The verdict, reached after a threeweek trial in Federal District Court in Uniondale, NY, found that guard James Manning, 36 suffered daily slurs and indignities that continued for the three years that he worked at the jail. The judgment is thought to be only the second in New York State where a government has been found liable for failure to stop harassment of a gay employee. The jury found that the Nassau County Sheriff's Department "has a custom and practice of discriminating against homosexuals and that jail officials "were deliberately indifferent" to Manning's constitutional right to be free from sexual orientation discrimination.
At trial, Manning said his coworkers called him offensive names and hung photographic collages and cartoons on the visiting room walls depicting him as a pedophile, a transsexual and someone who engaged in beastiality. Not only did Manning's supervisor's fail to stop the harassment once being notified of it, Manning said, but they also watched and laughed as it took place.

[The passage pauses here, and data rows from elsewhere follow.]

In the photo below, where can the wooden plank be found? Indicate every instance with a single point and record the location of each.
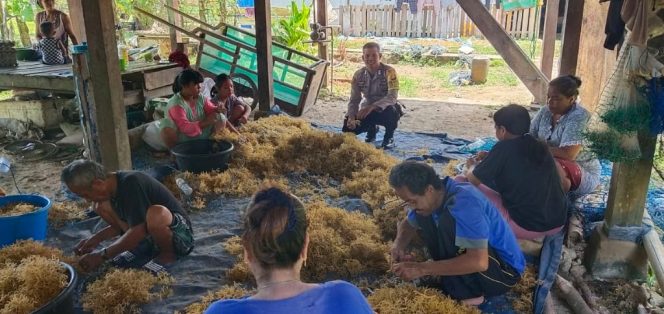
(264, 55)
(629, 186)
(160, 78)
(531, 23)
(404, 20)
(59, 84)
(518, 61)
(76, 17)
(519, 20)
(549, 41)
(321, 18)
(341, 20)
(174, 19)
(571, 36)
(110, 116)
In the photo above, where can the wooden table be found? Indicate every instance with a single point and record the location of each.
(147, 80)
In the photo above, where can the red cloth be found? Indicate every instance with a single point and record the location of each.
(190, 128)
(180, 58)
(572, 171)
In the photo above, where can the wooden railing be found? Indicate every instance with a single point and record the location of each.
(449, 22)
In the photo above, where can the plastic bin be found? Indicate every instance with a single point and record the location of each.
(26, 226)
(203, 155)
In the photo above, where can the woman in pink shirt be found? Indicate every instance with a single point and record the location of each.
(190, 115)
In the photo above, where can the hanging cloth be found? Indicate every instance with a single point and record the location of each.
(635, 15)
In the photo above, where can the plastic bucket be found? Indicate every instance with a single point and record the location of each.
(63, 303)
(26, 226)
(203, 155)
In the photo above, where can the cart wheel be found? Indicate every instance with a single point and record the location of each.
(245, 87)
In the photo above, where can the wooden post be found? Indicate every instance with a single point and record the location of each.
(76, 17)
(105, 92)
(629, 186)
(264, 55)
(517, 60)
(549, 41)
(174, 19)
(321, 17)
(571, 37)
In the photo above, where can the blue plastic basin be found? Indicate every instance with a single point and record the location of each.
(26, 226)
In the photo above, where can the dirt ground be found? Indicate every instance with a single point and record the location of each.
(458, 119)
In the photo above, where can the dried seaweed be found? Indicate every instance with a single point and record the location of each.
(342, 244)
(32, 283)
(524, 290)
(62, 212)
(23, 249)
(407, 298)
(15, 209)
(235, 291)
(124, 291)
(240, 271)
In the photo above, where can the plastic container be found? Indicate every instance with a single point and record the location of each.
(31, 225)
(202, 155)
(63, 303)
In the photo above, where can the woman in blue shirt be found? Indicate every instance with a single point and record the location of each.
(275, 243)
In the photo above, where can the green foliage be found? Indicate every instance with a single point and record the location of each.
(628, 118)
(606, 145)
(20, 9)
(294, 30)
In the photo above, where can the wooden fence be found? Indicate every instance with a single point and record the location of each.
(450, 22)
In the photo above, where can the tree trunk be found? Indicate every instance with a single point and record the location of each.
(24, 32)
(202, 10)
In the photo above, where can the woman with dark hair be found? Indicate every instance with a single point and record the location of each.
(528, 191)
(60, 20)
(236, 111)
(189, 115)
(275, 244)
(560, 124)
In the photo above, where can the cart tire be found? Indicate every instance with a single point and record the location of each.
(245, 87)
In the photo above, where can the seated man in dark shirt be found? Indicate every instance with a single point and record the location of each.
(474, 252)
(136, 206)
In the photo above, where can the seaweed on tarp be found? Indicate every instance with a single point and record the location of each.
(235, 291)
(409, 299)
(124, 291)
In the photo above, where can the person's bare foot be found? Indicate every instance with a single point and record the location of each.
(165, 259)
(473, 301)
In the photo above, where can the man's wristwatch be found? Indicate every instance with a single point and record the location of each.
(104, 254)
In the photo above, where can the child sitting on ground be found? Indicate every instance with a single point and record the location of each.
(52, 49)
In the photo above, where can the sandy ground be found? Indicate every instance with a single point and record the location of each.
(458, 119)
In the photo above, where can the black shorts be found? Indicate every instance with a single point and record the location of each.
(499, 278)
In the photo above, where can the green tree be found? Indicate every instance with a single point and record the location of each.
(294, 30)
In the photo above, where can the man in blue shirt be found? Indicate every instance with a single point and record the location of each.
(474, 252)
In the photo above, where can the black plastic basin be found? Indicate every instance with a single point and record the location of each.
(203, 155)
(63, 303)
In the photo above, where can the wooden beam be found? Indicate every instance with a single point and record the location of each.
(76, 17)
(595, 64)
(174, 19)
(321, 18)
(518, 61)
(549, 40)
(629, 186)
(264, 55)
(105, 90)
(571, 36)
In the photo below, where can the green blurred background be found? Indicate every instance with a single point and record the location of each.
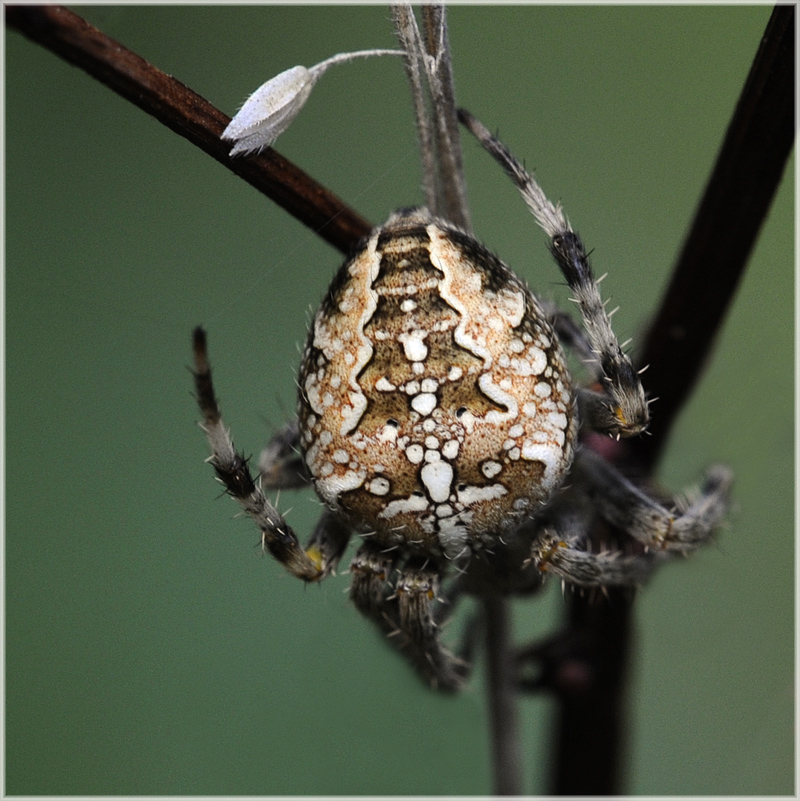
(150, 648)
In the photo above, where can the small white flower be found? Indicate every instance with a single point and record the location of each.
(271, 109)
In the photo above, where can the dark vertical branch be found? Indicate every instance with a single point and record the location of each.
(502, 697)
(185, 112)
(590, 716)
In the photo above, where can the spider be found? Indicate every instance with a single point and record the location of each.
(438, 421)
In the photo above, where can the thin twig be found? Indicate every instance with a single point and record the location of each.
(189, 115)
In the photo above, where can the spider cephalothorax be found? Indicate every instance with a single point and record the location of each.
(437, 420)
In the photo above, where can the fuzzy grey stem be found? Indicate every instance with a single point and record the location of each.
(502, 695)
(452, 184)
(409, 37)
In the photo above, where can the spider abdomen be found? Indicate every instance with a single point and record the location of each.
(435, 405)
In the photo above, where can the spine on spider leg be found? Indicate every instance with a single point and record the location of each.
(626, 414)
(232, 470)
(630, 413)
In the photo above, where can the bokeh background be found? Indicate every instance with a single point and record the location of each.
(150, 649)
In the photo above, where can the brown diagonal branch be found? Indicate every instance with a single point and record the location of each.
(189, 115)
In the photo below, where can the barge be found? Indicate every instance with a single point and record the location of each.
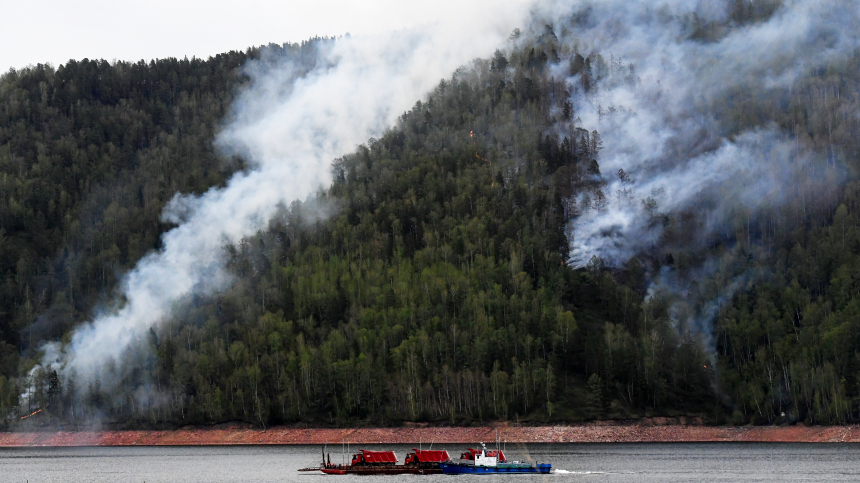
(418, 462)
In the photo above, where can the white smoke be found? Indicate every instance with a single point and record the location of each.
(661, 124)
(289, 130)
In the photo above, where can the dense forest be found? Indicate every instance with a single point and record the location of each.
(439, 286)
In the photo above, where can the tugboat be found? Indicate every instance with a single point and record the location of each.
(419, 462)
(486, 462)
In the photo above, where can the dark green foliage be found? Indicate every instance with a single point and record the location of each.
(437, 289)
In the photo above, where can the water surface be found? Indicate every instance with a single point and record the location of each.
(624, 462)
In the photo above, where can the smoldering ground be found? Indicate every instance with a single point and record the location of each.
(288, 126)
(690, 99)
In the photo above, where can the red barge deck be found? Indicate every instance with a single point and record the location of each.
(418, 462)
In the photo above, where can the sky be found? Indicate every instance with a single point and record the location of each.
(54, 31)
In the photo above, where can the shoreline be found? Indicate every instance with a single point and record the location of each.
(584, 433)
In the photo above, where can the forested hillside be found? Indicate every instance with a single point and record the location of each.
(432, 281)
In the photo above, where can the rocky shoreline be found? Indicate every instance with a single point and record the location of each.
(585, 433)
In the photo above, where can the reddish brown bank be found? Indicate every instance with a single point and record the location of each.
(646, 431)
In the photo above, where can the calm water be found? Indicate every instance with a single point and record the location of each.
(710, 462)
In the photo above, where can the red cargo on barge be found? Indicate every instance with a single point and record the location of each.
(419, 462)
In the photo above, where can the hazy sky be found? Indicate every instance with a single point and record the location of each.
(39, 31)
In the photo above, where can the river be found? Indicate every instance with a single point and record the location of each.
(623, 462)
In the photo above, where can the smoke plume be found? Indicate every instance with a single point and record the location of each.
(661, 105)
(289, 125)
(665, 98)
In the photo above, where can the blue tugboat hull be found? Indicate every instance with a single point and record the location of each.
(504, 469)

The jury took only five hours to render its verdict. Nassaus County lawyer Paul F. Millus issued a statement saying the verdict was incorrect and the county is considering an appeal.

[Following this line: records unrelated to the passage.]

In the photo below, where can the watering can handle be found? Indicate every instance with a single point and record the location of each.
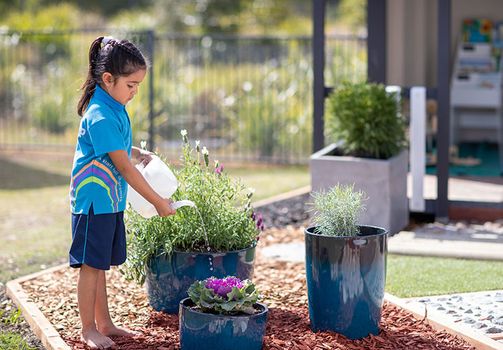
(182, 203)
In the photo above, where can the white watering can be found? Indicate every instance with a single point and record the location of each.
(160, 177)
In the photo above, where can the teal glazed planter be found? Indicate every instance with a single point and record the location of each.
(200, 331)
(168, 277)
(345, 281)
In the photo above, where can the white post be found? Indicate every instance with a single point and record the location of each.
(417, 152)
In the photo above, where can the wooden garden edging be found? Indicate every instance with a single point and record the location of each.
(39, 324)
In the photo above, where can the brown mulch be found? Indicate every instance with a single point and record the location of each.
(283, 287)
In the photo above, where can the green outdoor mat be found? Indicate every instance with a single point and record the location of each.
(486, 152)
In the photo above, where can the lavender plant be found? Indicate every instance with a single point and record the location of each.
(227, 296)
(336, 212)
(222, 221)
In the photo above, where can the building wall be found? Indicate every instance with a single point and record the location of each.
(412, 36)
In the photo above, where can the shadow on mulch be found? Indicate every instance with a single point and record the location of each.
(289, 329)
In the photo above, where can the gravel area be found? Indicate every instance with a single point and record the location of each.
(482, 311)
(283, 287)
(11, 322)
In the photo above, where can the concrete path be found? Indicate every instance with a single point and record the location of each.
(459, 240)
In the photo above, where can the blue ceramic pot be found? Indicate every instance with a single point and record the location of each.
(199, 331)
(345, 281)
(168, 277)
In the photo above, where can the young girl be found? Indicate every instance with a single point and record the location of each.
(101, 171)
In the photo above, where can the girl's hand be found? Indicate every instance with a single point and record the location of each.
(144, 157)
(164, 208)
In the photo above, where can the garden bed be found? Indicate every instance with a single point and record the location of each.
(284, 290)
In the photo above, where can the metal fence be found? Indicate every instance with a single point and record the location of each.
(245, 98)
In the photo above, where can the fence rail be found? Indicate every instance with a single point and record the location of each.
(247, 98)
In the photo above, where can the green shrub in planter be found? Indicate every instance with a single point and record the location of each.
(365, 118)
(224, 220)
(337, 211)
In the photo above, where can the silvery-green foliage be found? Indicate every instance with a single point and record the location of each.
(336, 212)
(222, 222)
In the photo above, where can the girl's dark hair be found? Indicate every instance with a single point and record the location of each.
(119, 58)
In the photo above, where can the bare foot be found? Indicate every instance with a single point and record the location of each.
(115, 331)
(96, 340)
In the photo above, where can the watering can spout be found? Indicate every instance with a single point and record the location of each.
(162, 180)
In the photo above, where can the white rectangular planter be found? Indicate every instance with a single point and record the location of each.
(383, 181)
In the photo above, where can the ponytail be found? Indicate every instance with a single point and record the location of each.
(90, 84)
(106, 54)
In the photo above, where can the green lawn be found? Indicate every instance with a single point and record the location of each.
(34, 207)
(35, 226)
(410, 276)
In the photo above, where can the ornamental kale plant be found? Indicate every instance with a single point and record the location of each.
(222, 221)
(336, 212)
(227, 296)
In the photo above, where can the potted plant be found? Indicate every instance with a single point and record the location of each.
(345, 265)
(222, 314)
(368, 150)
(216, 238)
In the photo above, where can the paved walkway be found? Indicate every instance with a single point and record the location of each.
(457, 240)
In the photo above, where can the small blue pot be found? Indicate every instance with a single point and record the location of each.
(345, 281)
(199, 331)
(168, 277)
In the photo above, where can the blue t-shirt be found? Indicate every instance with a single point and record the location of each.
(104, 128)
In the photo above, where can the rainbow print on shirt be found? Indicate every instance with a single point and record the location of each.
(97, 173)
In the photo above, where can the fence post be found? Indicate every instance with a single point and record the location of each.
(151, 112)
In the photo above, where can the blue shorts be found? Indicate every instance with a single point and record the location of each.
(98, 241)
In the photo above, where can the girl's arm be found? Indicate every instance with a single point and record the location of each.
(134, 178)
(141, 155)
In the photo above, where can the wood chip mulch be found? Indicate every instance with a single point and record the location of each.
(283, 287)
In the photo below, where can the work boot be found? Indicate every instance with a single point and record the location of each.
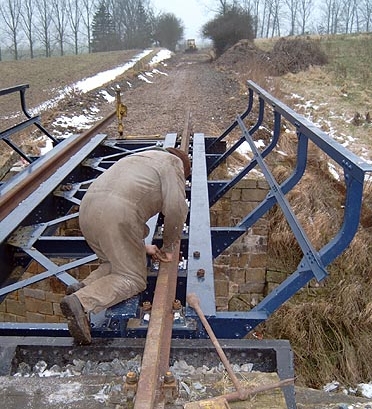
(77, 320)
(72, 288)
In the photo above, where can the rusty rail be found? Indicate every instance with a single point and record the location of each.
(155, 359)
(10, 200)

But Lenard Leeds, one of Manning's lawyers, disagrees. "There is solid precedent here," he said. "Today's award is three times greater than the last." Leeds' reference was to a recent case where a federal jury ordered Nassau County to pay $500,000 in damages to a gay county police officer he represented.
The award is a blow to the county, which is struggling to cut millions from its budget. The county paid the earlier award to the police officer but only after the officer's lawyer froze $1 million in county assets.